IL-10 variants with mutations at position 10 and/or 39 and/or 92 have improved stability and/or activity relative to wild-type IL-10. These mutations reduce or prevent the deamination and oxidation of IL-10, increase the stability of the protein, while the cell proliferation activity does not decrease or increase the cell size. Cell proliferation activity provides a good basis for protein medicine.
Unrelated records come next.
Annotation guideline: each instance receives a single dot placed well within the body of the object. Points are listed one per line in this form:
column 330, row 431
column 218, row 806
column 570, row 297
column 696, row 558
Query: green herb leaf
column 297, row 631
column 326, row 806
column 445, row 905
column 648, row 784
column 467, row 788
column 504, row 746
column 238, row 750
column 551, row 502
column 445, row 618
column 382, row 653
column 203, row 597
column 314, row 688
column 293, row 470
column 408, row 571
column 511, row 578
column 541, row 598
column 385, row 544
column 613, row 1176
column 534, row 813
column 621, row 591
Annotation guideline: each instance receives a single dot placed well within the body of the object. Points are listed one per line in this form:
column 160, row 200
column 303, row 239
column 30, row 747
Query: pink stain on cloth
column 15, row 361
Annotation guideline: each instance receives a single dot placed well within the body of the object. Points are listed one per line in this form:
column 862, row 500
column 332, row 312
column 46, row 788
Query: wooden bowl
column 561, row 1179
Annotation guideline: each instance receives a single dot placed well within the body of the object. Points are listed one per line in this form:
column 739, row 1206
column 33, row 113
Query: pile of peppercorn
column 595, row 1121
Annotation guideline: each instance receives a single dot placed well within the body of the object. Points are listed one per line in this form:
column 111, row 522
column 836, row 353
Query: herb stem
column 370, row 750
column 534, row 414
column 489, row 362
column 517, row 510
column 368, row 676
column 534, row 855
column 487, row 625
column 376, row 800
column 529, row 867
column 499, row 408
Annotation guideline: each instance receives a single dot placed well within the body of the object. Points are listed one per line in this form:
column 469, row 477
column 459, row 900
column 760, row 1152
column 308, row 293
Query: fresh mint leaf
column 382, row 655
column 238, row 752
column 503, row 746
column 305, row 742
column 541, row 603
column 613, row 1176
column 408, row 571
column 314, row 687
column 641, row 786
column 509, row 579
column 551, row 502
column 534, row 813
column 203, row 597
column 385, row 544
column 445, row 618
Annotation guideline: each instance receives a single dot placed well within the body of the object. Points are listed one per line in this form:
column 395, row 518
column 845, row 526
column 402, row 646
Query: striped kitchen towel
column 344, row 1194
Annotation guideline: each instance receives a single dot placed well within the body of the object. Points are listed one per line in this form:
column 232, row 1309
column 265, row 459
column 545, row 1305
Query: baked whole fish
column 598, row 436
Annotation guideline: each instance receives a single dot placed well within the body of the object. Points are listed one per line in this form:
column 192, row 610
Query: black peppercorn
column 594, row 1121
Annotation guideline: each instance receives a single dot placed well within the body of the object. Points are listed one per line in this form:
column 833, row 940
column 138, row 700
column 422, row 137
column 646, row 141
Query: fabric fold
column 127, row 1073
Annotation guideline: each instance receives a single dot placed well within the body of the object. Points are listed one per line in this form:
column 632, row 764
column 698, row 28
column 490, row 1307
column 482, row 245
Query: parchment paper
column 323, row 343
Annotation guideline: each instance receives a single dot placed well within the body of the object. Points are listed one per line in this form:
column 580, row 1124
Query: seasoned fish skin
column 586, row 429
In some specific solutions, the variant includes a combination of N10Q/M39T or M39T/N92Q or N10Q/M39T/N92Q.

In the second aspect, an isolated nucleic acid molecule is provided, which encodes an IL-10 variant or derivative thereof of the present disclosure. The nucleic acid molecule may include the polynucleotides shown in SEQ ID NO. 3, SEQ ID NO. 5, SEQ ID NO. 7, SEQ ID NO. 9, SEQ ID NO. 11, and SEQ ID NO.

In some embodiments, an expression vector containing the aforementioned nucleic acid molecule is provided.

In some embodiments, a host cell expressing the aforementioned vector is provided. The host cell can be a prokaryotic or eukaryotic cell. In some specific embodiments, the host cell is a bacterium or yeast or mammalian cell (e.g., CHO, COS, BHK21, NIH3T3, HeLa, C2C12, HEK), for example, Pichia pastoris or Saccharomyces cerevisiae. Host cells do not include cells that can develop into plants, human fertilized eggs, human germ cells, or cells that can develop into animals.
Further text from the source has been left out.